What will be the impression and diagnosis
Paroxysmal dry cough in a school-age child, likely infective in etiology
| Feature | Significance |
|---|---|
| Dry cough | No lower airway secretion involvement |
| Paroxysmal pattern | Repeated forceful coughing bouts |
| Facial redness | High intrathoracic pressure from repeated paroxysms - a near-pathognomonic sign |
| 5-6 days duration | Fits early paroxysmal phase |
| Age 12 years | Waning vaccine immunity makes pertussis a real risk |
| Rank | Diagnosis | Supporting Feature | Against |
|---|---|---|---|
| 1 | Pertussis (B. pertussis) | Paroxysmal dry cough, facial flushing, school-age, waning immunity | No "whoop" mentioned, no post-tussive vomiting mentioned |
| 2 | Cough-Variant Asthma | Dry persistent cough, no wheeze necessary | Asthma cough rarely causes intense facial flushing |
| 3 | Post-viral / Reactive Airway Cough | Following URI, dry irritative cough for days | Should be less paroxysmal in intensity |
| 4 | Mycoplasma pneumoniae | School-age, dry staccato cough, gradual onset | Usually has low-grade fever, malaise |
| 5 | Allergic / Atopic Cough | Dry, triggered by allergens | Usually associated with nasal symptoms |
| 6 | Habit/Psychogenic Cough | Dry barking cough in school-age | Disappears during sleep; less paroxysmal |
Pertussis (Clinical Diagnosis) ████████░░ 80%
Cough-Variant Asthma █████░░░░░ 50%
Post-viral Reactive Cough ████░░░░░░ 40%
Mycoplasma pneumoniae ███░░░░░░░ 30%
These are not mutually exclusive. Pertussis + reactive airway disease can coexist.
| Test | Confirms |
|---|---|
| Nasopharyngeal PCR for B. pertussis | Gold standard for pertussis |
| CBC - absolute lymphocyte count >10,000/µL | Strongly supports pertussis |
| Serology (Anti-pertussis IgG/IgA) | Useful after 2-3 weeks of illness |
| Spirometry / bronchodilator reversibility | Confirms asthma if pertussis excluded |
| Chest X-ray | "Shaggy heart" in pertussis; normal or hyperinflated in asthma |
DIAGNOSIS:
Probable Pertussis (Whooping Cough) - Paroxysmal Phase
[Early paroxysmal stage, Bordetella pertussis infection]
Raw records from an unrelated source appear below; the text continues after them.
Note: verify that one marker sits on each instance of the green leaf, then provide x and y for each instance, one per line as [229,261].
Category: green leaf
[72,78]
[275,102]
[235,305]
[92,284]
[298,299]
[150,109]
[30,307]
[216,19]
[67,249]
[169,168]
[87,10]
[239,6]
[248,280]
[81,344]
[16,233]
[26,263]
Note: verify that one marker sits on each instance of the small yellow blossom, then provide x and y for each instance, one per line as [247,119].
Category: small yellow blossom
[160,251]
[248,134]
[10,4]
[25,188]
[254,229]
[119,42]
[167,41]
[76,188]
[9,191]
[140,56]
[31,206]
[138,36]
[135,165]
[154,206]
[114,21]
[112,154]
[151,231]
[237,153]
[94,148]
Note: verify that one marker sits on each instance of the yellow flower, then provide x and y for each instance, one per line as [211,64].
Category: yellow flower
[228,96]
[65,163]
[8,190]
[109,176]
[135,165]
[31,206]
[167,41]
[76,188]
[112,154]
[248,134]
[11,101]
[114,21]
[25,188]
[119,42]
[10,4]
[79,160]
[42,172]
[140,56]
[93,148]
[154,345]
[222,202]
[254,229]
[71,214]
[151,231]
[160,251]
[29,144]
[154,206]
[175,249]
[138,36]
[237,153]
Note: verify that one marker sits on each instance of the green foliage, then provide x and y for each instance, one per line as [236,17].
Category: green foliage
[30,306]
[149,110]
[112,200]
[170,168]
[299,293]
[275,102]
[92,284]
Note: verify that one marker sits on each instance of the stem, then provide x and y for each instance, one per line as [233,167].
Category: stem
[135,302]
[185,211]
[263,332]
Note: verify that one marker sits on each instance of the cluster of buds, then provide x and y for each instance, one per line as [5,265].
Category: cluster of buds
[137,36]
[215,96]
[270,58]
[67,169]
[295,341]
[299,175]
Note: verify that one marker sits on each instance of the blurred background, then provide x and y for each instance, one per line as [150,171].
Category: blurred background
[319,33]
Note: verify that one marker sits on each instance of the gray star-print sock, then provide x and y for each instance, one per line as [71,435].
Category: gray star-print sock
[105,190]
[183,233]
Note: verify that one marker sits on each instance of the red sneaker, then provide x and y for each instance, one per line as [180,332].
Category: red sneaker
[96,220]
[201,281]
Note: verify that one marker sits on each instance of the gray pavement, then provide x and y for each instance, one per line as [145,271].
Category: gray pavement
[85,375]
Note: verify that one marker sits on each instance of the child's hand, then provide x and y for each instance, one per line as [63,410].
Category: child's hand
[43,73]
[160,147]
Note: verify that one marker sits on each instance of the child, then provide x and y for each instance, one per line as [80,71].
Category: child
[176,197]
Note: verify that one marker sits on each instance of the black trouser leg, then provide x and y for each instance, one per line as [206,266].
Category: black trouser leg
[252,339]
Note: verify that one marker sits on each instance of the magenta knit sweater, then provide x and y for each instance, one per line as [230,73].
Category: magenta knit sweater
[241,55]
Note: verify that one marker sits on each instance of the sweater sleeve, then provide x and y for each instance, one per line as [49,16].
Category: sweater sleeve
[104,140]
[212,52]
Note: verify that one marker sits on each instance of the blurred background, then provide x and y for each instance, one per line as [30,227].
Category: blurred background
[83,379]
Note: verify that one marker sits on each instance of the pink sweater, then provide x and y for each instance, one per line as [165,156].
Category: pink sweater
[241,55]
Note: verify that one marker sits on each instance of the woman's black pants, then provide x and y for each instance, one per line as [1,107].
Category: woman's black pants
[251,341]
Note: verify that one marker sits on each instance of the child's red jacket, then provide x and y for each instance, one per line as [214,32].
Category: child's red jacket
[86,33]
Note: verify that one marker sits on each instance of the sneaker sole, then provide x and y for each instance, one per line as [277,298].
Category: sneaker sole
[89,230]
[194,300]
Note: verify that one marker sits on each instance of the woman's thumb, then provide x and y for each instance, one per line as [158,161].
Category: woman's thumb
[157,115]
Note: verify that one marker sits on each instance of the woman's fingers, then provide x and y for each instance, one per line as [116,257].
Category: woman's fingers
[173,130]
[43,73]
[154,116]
Secondary: Rule out Cough-Variant Asthma
Await: NP swab PCR B. pertussis + CBC with differential
The single most important differentiating feature in this case is the facial redness from intense paroxysmal coughing - this points strongly and almost exclusively toward pertussis among all the differentials in a 12-year-old with a dry cough of less than 1 week duration.